The acquisition would herald the first U.S. commercial airline merger since US Airways and American Airlines combined in 2013 to form the world’s largest carrier. It would boost the size of Alaska Air’s home market by allowing it to expand into lucrative hubs such as San Francisco and Los Angeles.
Alaska Air is set to pay between $56 and $58 per share to acquire Virgin America, the people said. A deal could be announced as early as Monday, the people added, asking not to be identified because the agreement had not yet been finalized.
Alaska Air, Virgin America and JetBlue did not respond to requests for comment.
Burlingame, California-based Virgin America went public in the U.S. stock market in 2014 as an offshoot of billionaire Richard Branson’s London-based Virgin Group. Launched as a low-cost U.S. airline, it became famous for its mood lighting, comfortable leather seats and media-rich inflight entertainment system.
Based in Seattle, Alaska Air and its partner regional airlines serve more than 100 cities in the United States, Canada, Costa Rica and Mexico. It has a market capitalization of $10.2 billion.
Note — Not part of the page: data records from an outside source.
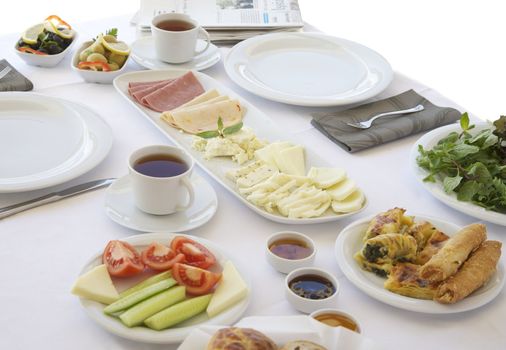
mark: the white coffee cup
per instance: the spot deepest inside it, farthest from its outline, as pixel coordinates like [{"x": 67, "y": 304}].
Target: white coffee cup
[
  {"x": 161, "y": 195},
  {"x": 177, "y": 46}
]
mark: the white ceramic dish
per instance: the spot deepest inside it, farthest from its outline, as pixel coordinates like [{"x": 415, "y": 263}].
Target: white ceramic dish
[
  {"x": 254, "y": 118},
  {"x": 310, "y": 305},
  {"x": 143, "y": 52},
  {"x": 95, "y": 76},
  {"x": 33, "y": 129},
  {"x": 428, "y": 141},
  {"x": 282, "y": 329},
  {"x": 45, "y": 60},
  {"x": 350, "y": 241},
  {"x": 179, "y": 332},
  {"x": 287, "y": 265},
  {"x": 120, "y": 207},
  {"x": 307, "y": 69}
]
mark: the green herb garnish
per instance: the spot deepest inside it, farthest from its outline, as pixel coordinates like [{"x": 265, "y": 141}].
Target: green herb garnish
[
  {"x": 472, "y": 166},
  {"x": 221, "y": 132}
]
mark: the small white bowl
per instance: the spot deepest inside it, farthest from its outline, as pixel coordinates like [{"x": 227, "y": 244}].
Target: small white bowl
[
  {"x": 287, "y": 265},
  {"x": 45, "y": 60},
  {"x": 309, "y": 305},
  {"x": 338, "y": 312},
  {"x": 95, "y": 76}
]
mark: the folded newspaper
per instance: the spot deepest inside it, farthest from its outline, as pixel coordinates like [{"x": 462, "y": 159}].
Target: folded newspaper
[{"x": 228, "y": 21}]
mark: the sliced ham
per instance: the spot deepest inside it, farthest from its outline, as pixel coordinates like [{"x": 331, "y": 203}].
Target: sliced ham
[{"x": 174, "y": 94}]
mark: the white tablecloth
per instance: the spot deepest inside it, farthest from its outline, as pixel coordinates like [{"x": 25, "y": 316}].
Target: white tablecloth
[{"x": 43, "y": 250}]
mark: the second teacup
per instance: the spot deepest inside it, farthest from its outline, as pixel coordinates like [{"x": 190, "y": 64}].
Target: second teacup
[{"x": 161, "y": 179}]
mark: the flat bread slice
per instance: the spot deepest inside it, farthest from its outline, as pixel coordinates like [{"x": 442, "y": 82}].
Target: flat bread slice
[{"x": 205, "y": 117}]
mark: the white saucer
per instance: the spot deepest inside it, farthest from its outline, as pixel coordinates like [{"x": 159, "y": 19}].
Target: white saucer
[
  {"x": 120, "y": 207},
  {"x": 143, "y": 52}
]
Virgin America accounts for about 1.5 percent of U.S. domestic flight capacity, while Alaska Air and its subsidiary Horizon Air account for 5 percent, Deutsche Bank analyst Michael Linenberg wrote in a recent research note. JetBlue accounts for 6 percent, according to the note.
“It’s inevitable that we would see some form of combination (among smaller airlines) as they strive to find a way to compete with the larger carriers,” said travel industry analyst Henry Harteveldt.
Government regulators are expected to scrutinize the deal between Alaska Air and Virgin America for potential overlap in routes and airport slots.
Mega-mergers in the past decade have reduced the U.S. industry to four top players that control more than 80 percent of the market.
The Wall Street Journal reported earlier on Saturday that Alaska Air had emerged as the likely winner of an auction for Virgin America.